Friday, July 08, 2011

In Letter to Treasury, Senators Carper and Warner Explain How Dodd-Frank Codified Barnett Preemption Standard

Senators Tom Carper (D-DE) and Mark Warner (D-VA) have expressed their surprise and disappointment over the comment letter of the General Counsel of the Treasury, sent to the OCC on June 27 relating to the OCC’s proposed rule on federal preemption. The Senators were the sponsors of the Senate amendment to Dodd-Frank on federal preemption and were involved in the negotiations on preemption during the House-Senate conference. In a letter to Secretary Tim Geithner, the Senators said that, while they understand that the position of the Administration was to eliminate federal preemption for national banks, the fact is that Congress did not accept that position. The Carper-Warner amendment maintaining the Supreme Court’s Barnett Bank standard passed the Senate by an overwhelming vote of 80 to 18. The Senators said that both the language of the final law and its legislative history clearly demonstrate that the Barnett standard is maintained, and the Treasury position in this comment process was, in fact, rejected by Congress.

In Barnett Bank of Marion County, N. A. v. Nelson, the Supreme Court addressed a Florida statute that prohibited national banks from offering insurance coverage in small towns. In determining whether there was an “irreconcilable conflict” between the state statute and the National Bank Act, the Court found the controlling question to be whether the state statute forbids, or impairs significantly, the exercise of a power that Congress explicitly granted. 517 U.S. 25, 33, 116 S. Ct. 1103, 1109 (1996)

According to the Senators, there is very strong Dodd-Frank legislative history supporting the position that the Barnett standard was maintained. First, the House-Senate Conference Committee Report specifically states that the Conference Report language “codifies” the Barnett standard. Second, in the Senate floor debate on the Conference Report, it was specifically noted that the Conference Report maintained the Barnett standard as the basic legal standard for preemption.

Importantly, Senator Dodd, then Chairman of the Senate Banking Committee, agreed and explicitly confirmed that the legislation codifies the preemption standard of the Barnett Bank case, saying “There should be no doubt that the legislation codifies the preemption standard stated by the U.S. Supreme Court in that case. Senator Tim Johnson, current Chairman of the Banking Committee, also agreed with this analysis and added that such codification would provide “certainty” to consumers and providers of financial services. Senators Warner and Carper said that Treasury’s position would completely undermine such certainty and therefore is contrary to Senator Johnson’s statement.

The codification of Barnett in the Dodd-Frank Act is explicitly stated elsewhere in the Act itself. Section 1044 says that a court can only uphold an OCC determination to preempt a state law if it is “in accordance with the legal standard of the decision of the Supreme Court of the United States in Barnett Bank. . . .” Thus courts are explicitly ordered to judge the OCC’s determination based on the legal standard of Barnett, reasoned the Senators, not some part of it. It would obviously be an absurdity for a court to be instructed by Congress to use a broader standard of review than the OCC itself could use.
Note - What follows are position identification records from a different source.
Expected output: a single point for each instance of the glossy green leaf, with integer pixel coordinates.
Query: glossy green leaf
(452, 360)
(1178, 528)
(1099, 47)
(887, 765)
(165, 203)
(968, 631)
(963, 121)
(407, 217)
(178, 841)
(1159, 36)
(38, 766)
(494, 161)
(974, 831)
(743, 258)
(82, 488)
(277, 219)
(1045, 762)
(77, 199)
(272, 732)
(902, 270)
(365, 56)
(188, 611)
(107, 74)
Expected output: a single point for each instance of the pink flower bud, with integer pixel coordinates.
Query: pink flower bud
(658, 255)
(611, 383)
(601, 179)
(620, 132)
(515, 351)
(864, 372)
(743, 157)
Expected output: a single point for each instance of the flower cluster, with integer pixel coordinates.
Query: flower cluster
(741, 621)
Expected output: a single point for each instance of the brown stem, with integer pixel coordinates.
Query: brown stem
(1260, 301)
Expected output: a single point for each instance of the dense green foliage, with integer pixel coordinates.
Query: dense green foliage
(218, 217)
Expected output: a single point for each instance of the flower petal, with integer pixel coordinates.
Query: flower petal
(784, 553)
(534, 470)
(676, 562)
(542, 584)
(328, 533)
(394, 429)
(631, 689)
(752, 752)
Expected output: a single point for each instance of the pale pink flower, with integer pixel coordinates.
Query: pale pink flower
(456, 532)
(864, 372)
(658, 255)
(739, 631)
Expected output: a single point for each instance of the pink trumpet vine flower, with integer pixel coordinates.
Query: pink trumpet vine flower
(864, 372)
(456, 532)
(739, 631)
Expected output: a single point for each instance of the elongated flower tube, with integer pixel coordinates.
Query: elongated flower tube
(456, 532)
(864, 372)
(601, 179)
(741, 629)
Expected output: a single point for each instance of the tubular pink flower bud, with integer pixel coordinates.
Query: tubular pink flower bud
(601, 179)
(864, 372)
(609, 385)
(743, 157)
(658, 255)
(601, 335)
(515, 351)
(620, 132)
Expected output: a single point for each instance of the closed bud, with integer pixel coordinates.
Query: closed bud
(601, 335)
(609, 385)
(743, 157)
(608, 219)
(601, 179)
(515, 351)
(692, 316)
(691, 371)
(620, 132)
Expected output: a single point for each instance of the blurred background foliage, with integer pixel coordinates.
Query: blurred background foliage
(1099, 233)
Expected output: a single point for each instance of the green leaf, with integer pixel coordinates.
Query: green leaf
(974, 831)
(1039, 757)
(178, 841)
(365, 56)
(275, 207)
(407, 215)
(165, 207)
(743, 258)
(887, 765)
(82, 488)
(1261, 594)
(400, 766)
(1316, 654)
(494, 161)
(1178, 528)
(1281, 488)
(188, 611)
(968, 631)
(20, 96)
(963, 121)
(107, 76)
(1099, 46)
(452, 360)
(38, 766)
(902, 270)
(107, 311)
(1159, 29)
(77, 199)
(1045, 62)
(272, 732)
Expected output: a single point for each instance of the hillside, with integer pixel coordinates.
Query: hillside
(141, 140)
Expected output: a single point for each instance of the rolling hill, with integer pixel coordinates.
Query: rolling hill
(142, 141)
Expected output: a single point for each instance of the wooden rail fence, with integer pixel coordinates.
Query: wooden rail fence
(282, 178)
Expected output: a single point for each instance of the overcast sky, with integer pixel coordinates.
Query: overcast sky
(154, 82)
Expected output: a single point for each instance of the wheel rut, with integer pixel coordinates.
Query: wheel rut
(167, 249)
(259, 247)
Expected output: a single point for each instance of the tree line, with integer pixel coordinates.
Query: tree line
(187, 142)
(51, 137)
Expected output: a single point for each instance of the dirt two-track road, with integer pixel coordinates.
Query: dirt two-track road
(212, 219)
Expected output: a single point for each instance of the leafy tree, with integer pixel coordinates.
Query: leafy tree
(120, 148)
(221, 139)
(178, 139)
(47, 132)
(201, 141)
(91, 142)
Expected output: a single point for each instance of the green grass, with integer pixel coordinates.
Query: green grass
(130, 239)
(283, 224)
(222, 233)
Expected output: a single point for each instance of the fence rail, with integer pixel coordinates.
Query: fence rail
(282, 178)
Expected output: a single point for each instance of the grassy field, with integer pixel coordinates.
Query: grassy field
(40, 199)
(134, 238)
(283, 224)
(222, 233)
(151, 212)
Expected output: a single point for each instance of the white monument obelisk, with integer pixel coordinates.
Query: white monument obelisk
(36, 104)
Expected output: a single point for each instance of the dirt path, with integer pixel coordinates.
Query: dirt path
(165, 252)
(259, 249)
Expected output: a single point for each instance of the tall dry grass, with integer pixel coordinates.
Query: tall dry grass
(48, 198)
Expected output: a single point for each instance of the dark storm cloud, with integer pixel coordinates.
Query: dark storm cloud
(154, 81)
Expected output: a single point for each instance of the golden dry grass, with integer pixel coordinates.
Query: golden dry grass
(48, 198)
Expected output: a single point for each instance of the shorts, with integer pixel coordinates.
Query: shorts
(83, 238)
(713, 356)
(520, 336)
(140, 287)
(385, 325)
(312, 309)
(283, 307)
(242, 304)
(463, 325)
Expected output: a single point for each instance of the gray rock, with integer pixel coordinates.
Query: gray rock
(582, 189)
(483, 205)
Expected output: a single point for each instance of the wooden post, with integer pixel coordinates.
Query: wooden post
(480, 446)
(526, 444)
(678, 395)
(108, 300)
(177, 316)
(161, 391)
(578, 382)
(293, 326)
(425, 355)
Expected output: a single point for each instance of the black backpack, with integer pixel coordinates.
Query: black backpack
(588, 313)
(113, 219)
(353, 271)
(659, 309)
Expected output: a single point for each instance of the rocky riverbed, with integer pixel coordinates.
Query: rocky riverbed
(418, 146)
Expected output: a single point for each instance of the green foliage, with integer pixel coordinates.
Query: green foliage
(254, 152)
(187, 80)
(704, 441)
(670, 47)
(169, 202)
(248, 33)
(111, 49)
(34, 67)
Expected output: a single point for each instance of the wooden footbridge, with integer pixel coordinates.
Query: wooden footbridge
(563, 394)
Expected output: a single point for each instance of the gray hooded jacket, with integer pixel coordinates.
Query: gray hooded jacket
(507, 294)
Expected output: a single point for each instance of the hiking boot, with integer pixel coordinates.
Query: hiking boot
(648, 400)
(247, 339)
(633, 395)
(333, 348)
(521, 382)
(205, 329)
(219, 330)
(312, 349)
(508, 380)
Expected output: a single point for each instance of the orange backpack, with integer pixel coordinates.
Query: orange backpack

The Senators further pointed out that the language in the Dodd-Frank Act closely tracks preemption language in the Gramm-Leach-Bliley Act that also included “prevent or significant interfere.” Both the clear legislative history and court cases interpreting that language confirm that this Gramm-Leach-Bliley language was a codification of the Barnett standard.

The position taken in the Treasury letter is also extremely troublesome to the Senators from a public policy point of view. As Senator Johnson stated on the Senate floor, Congress wished to provide “certainty” on the issue of the preemption standard. If the Treasury position were to be adopted, reasoned Senators Carper and Warner, there would be great uncertainty as to what the new standard would mean. Products and services offered nationally could literally be subject to hundreds of differing state and local laws.

Finally, the Senators pointed out that a federal appeals court panel has already ruled that under the Dodd-Frank Act the proper standard for preemption is the full conflict preemption standard of the Barnett decision. Baptista v. JPMorgan Chase, N.A., CA-11, No. 10-13105, May 11, 2011.